En el plano militar, una intervención mermaría de forma significativa la capacidad del EPL para proyectar poder más allá del estrecho de Taiwán. La devastación de un conflicto amplio debilitaría la habilidad de China para mantener operaciones en el mar de China Meridional, vigilar la frontera con India, proteger rutas marítimas en el océano Índico y garantizar la seguridad interna del país.
Zack Cooper, del American Enterprise Institute y coautor del informe, destacó ante Nikkei Asia que la preocupación central de Xi Jinping es la estabilidad interna. “Cualquier hecho que ponga en entredicho la seguridad o la estabilidad interna es probablemente su inquietud principal”, afirmó, y subrayó que en los últimos años Xi ha priorizado el control social del Partido Comunista por encima de medidas de estímulo económico.
El informe proyecta que un conflicto fallido o prolongado podría generar sensibilidad ante las bajas —especialmente entre familias con un solo hijo—, dificultades económicas susceptibles de avivar el descontento, tensiones étnicas en regiones como Xinjiang o Tíbet y movilizaciones estudiantiles amplificadas por redes digitales. Aunque el aparato de seguridad interna podría contener un episodio breve, una guerra extendida con daños en el territorio continental podría desbordar los mecanismos locales y poner a prueba la capacidad del partido único para mantener el orden.

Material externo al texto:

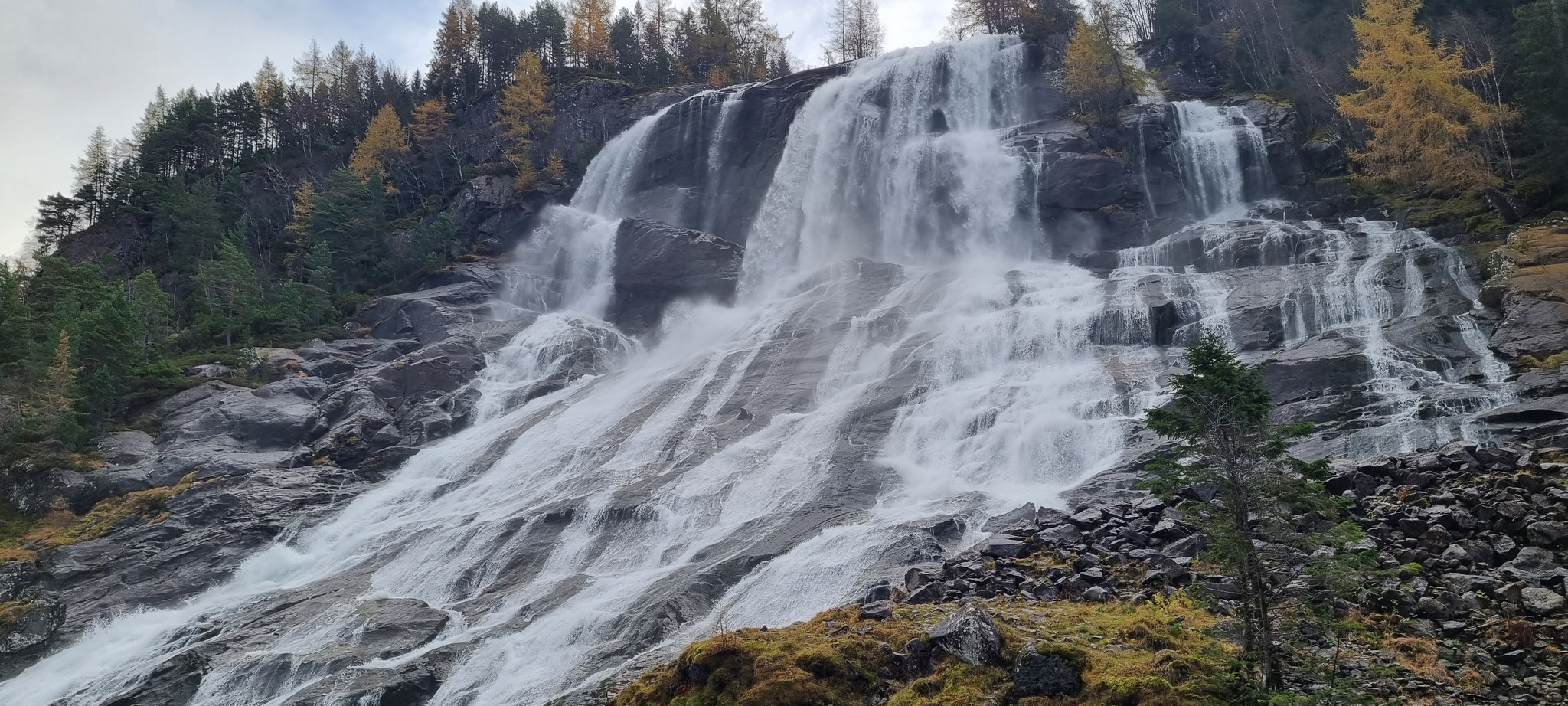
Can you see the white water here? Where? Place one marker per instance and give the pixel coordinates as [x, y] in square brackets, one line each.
[1211, 151]
[772, 459]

El costo internacional para Pekín también sería significativo. El GMF sostiene que un ataque a Taiwán podría provocar expulsiones de diplomáticos, rupturas de relaciones, reconocimientos de la independencia de Taipéi o la salida de China de organizaciones como la Organización de Cooperación de Shanghái, BRICS o la Iniciativa de la Franja y la Ruta. Aunque solo una parte de los países adoptara esas medidas, el informe enfatiza que “el efecto acumulado podría ser devastador” para la influencia global y la integración económica de China, una advertencia respaldada por los autores ante Nikkei Asia.